Posso portar para um plano mais caro? O critério não é a mensalidade, e sim a faixa de preço do Guia ANS de Planos. O plano de destino precisa estar em faixa igual ou inferior à do plano de origem, ainda que o valor pareça semelhante.
Fui demitido e vou perder meu plano empresarial. Perco o direito à portabilidade? Não, desde que aja rápido. A perda de vínculo é uma hipótese especial: a portabilidade pode ser pedida em até 60 dias, com dispensa de parte dos requisitos.

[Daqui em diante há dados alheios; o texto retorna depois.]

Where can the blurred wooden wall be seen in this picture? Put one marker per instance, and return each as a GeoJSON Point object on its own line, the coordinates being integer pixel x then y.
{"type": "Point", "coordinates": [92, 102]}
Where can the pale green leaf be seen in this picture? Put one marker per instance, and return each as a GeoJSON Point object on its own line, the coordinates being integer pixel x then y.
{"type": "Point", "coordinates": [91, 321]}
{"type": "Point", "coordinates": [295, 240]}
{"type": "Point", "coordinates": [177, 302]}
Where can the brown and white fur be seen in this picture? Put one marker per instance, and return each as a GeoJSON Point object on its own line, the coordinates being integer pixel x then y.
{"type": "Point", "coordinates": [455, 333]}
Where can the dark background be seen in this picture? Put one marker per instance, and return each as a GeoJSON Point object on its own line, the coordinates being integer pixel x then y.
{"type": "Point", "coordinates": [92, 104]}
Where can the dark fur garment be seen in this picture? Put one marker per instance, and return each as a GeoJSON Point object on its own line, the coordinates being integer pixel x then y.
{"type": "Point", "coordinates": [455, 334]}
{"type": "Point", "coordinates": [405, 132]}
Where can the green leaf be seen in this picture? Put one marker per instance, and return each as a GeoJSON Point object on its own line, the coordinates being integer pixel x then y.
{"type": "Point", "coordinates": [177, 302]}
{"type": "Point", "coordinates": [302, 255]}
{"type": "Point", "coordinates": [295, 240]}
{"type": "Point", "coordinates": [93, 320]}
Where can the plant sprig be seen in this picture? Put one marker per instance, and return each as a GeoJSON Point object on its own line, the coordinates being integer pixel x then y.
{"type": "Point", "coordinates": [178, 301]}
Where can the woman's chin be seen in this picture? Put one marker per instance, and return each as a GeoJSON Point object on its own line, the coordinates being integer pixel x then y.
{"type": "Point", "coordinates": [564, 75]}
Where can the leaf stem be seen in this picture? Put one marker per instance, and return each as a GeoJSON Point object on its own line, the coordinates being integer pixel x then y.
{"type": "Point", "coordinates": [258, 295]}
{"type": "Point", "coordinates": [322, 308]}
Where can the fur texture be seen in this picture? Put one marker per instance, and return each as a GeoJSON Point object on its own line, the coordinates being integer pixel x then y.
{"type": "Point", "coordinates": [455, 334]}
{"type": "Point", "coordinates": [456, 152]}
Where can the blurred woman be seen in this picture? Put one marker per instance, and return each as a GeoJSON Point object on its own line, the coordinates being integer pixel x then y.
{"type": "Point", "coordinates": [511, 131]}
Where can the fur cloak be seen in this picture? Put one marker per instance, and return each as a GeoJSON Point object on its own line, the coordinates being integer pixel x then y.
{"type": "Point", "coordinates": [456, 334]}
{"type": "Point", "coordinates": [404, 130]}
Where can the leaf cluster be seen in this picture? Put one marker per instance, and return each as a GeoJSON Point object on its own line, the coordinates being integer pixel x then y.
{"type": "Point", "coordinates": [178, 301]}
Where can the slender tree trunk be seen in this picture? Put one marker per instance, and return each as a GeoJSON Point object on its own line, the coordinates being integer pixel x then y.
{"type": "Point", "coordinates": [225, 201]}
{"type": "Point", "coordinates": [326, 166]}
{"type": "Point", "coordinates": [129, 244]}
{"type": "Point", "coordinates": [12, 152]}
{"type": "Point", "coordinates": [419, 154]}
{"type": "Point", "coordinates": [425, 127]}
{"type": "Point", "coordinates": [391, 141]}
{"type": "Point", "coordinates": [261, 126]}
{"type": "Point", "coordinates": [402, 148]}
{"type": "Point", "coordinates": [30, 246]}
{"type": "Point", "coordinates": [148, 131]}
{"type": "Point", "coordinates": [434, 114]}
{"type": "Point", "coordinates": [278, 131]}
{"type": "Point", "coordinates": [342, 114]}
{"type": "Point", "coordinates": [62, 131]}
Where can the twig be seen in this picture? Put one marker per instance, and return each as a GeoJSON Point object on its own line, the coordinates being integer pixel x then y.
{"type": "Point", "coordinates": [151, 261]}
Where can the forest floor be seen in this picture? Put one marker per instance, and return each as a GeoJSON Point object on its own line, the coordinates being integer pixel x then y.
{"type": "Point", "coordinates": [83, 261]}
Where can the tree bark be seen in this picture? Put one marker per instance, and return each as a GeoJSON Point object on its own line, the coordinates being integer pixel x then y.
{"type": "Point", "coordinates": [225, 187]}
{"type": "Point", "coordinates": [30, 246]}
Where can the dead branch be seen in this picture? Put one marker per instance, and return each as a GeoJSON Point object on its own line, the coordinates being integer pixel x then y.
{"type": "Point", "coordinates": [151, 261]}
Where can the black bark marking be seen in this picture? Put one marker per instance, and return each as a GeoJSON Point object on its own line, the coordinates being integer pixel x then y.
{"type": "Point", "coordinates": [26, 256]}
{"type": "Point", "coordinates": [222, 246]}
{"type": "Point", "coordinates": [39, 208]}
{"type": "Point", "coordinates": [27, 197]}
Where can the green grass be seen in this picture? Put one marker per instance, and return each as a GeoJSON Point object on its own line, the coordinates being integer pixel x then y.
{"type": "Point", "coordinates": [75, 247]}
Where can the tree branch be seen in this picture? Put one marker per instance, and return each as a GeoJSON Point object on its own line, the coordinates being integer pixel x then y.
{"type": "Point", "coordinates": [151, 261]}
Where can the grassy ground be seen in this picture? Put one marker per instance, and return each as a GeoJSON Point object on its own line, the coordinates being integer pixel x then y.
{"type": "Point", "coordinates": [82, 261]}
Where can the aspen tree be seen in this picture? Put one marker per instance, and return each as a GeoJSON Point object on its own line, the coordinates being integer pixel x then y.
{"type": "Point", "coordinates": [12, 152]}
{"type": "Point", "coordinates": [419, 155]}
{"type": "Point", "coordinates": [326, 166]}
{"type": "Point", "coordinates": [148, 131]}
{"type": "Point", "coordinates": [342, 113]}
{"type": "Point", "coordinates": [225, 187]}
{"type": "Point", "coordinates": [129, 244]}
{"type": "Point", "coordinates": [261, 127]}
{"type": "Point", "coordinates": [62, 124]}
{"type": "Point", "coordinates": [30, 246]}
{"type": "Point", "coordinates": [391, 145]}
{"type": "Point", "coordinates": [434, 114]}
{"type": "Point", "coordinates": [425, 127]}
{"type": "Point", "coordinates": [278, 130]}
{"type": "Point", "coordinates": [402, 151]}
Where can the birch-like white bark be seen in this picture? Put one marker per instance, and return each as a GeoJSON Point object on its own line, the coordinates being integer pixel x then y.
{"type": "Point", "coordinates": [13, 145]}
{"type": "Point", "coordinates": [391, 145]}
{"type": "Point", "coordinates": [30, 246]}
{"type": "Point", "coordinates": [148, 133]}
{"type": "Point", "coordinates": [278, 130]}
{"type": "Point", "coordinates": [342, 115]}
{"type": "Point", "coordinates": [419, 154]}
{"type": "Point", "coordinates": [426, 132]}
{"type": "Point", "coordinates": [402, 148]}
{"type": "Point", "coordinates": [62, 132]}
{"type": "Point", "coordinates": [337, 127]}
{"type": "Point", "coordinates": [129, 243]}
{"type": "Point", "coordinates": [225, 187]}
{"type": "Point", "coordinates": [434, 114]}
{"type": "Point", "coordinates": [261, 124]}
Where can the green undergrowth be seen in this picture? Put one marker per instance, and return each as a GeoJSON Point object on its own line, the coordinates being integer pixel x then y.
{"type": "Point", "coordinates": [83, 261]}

Na portabilidade eu preencho a Declaração de Saúde de novo? A análise de saúde pode ser exigida no plano de destino. O que a portabilidade aproveita são as carências já cumpridas, não a dispensa da DPS. Como a declaração funciona está no guia de DPS, CPT e agravo.
Referências normativas
- RN ANS 438/2018 (portabilidade de carências), alterada pela RN 585/2023 (descredenciamento hospitalar)
- Lei 9.656/98, art. 12 (carências) e art. 11 (DLP)
- RN ANS 558/2022 (DLP, CPT e agravo)
- RN ANS 557/2022 (tipos de contratação e segmentação assistencial)
Este artigo é informativo e não substitui orientação jurídica. As normas citadas estavam vigentes na data de publicação.